Chunking

chunk_content ¶

chunk_content(content, single_threshold=100, composite_threshold=200)

Generate a list of content chunks from a given string. The function will only split at a new line and never in the middle of a sentence. Which means it tries its best to preserve the structure of the original text.

Parameters:

Name	Type	Description	Default
`content`	`str`	The input string to be chunked.	required
`single_threshold`	`int`	The minimum length of a single chunk. Defaults to 100.	`100`
`composite_threshold`	`int`	The maximum length of a composite chunk.
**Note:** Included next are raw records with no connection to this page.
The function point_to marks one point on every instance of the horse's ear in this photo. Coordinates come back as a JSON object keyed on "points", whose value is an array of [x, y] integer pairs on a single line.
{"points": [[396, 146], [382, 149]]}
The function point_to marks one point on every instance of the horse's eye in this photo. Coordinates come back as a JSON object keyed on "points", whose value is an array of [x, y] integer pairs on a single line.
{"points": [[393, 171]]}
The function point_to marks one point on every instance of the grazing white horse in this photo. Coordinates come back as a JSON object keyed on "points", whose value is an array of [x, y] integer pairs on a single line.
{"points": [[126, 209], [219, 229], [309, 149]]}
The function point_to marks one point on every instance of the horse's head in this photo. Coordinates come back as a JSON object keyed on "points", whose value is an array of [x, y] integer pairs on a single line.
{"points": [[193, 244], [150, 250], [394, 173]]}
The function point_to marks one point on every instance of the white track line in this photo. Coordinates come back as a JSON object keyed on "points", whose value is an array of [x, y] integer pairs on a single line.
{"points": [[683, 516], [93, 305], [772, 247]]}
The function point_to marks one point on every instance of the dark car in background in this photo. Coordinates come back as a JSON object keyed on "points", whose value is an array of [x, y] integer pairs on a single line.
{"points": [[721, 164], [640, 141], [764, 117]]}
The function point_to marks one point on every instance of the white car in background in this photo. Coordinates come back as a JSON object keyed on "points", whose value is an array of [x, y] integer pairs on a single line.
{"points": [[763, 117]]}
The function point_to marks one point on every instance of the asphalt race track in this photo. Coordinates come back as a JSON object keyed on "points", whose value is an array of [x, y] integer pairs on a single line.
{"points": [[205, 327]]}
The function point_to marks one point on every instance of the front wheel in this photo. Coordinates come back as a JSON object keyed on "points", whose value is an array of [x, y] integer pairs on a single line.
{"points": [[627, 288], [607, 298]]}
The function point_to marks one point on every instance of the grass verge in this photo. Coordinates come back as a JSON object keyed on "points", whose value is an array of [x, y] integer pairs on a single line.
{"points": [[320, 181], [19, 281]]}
Defaults to 200.	`200`

Returns:

Type	Description
`list[str]`	list[str]: A list of content chunks.

Description

This function takes a string content and splits it into smaller chunks based on the specified thresholds.
It first splits the string into parts using the newline and carriage return characters as delimiters.
It then iterates over each part and checks if the length of the part exceeds the single_threshold.
If it does, it is considered a paragraph and added as a separate chunk.
If the length of the current chunk exceeds the composite_threshold, it is also added as a separate chunk.
Finally, the function returns a list of all the generated chunks.

Example

content = (
    # long paragraph
    "Lorem ipsum dolor sit amet, consectetur adipiscing elit ... \n"
    "A quick brown fox jumps over the lazy dog.
)
chunk_content(content)

['Lorem ipsum dolor sit amet, consectetur adipiscing elit ...',
'A quick brown fox jumps over the lazy dog.']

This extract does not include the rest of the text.